How do bank commissions affect customer choices in financial products?
When asked about the commission structure for selling traditional insurance plans, bank RMs revealed that they receive up to 65% of the first-year premium revenue from such products. In contrast, selling a mutual fund instead may yield only 1%.
This lucrative commission structure explains why traditional plans and Unit-Linked Insurance Plans (ULIPs) are predominantly sold, despite the fact that these products tend to offer low returns to customers. Banks, motivated by the substantial commissions, pressure RMs to push these products.
As a result, customers are pushed towards insurance products more than mutual funds or other products that may be more suitable for the customers.
According to the Insurance Regulatory and Development Authority of India (Expenses of Management of Insurers Transacting Life Insurance Business) Regulations, 2023, commissions, including other expenses of management, from first-year premiums can constitute up to 80% of the policy cost, while renewal premiums can attract up to 17.5%.
These figures explain why RMs are incentivised to sell regular premium plans, as they provide ongoing commissions. However, if customers cannot afford to pay these premiums, their deposited amounts may be forfeited, or they may receive only a partial refund.
Under the SEBI TER Regulations, mutual funds offer a fee structure with lower expense ratios, making mutual funds a more cost-efficient option for customers. But the absence of hefty commissions in mutual funds results in a lower promotion by RMs compared to insurance products.
1 Finance has made a documentary highlighting the rampant mis-selling of financial products and how it impacts our lives. Watch the trailer here.
An awareness initiative by 1 Finance
How do commission structures influence the sale of insurance vs. mutual funds?
Banks and other agents earn much higher commissions from selling traditional life insurance plans and ULIPs compared to mutual funds. For a 5-year tenure policy, the commission on traditional insurance plans can be as high as 55.6% of total earnings. Whereas hybrid mutual funds offer much lower commissions, around 1.3% for a 30-year tenure.
Source : 1 Finance Magazine
Commissions vary across different products and offer lucrative incentives for selling traditional insurance plans and ULIPs over mutual funds.
What is the impact of mis-selling on life insurance policy lapse rates?
The mis-selling of traditional insurance plans has led to a high rate of policy lapses within five years. Below is a table showing the persistency ratio of the top 10 life insurers by revenue in FY24:
Persistency ratio of life insurance policies (Top 10 life insurers)
Source: 1 Finance Magazine
The data of the top 10 life insurers reveals that by the 61st month (five years), on average, 49%, or nearly half of all policies, had lapsed, highlighting the inefficacy of the products sold to the customers.
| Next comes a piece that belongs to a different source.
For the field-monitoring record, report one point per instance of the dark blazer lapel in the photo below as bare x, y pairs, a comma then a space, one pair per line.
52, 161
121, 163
One of the possible explanations for this high lapse rate is that the policies were mis-sold. The customers may have realised that the products were unsuitable for their needs or that they could not afford the premiums. This aligns with the survey’s findings, where RMs admitted to knowingly selling products that were not in the best interest of the customer.
Conclusion
Mis-selling in India’s banking sector is driven by unrealistic targets and high commission incentives. Despite regulatory efforts, the practice continues, largely due to pressure to meet quotas and the lack of financial product knowledge among RMs. This has led to widespread consumer dissatisfaction and financial losses. For meaningful change, banks must realign incentives, ensure proper training and enforce stricter oversight to prioritise customer interests over profit.